余裕資金で住宅ローンの返済を急いだために、退職前日には金融資産がほとんど無く、退職日に受け取った退職金が唯一の金融資産となった場合をイメージしてみましょう。

全額が銀行預金ではインフレが心配なので、一部を株式投信に振り向ける必要性を感じて一気に多額の投資信託を買ってしまうかもしれませんよ。たまたまその日が株価の安い日であればラッキーですが、その日が株価の高い日であった場合には多額の損失を被ることになりかねません。

老後に向けた貯蓄は株式投信の積立で

そうしたリスクを避けるためには、現役時代から時間をかけて少しずつ株式投信を購入していけば良いのです。住宅ローンの繰上げ返済をする余裕資金があるのなら、老後のために毎月少しずつ投資をしましょう。

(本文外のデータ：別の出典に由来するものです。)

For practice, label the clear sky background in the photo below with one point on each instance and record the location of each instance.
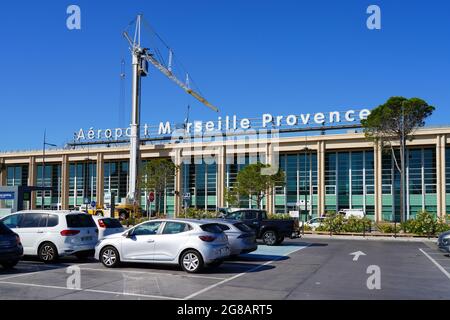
(247, 57)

長期間にわたって少しずつ投資信託を買っていけば、高い時も安い時も買うことになるので、大儲けは狙えないでしょうが大損のリスクも小さくなります。「退職日に一気に多額の投資信託を買うことによって、運悪く多額の損失を被ってしまう」というリスクを避けることができるわけです。

本稿は、以上です。なお、本稿は筆者の個人的な見解であり、筆者の属する組織その他の見解ではありません。また、厳密さより理解の容易さを優先しているため、細部が事実と異なる場合があります。ご了承ください。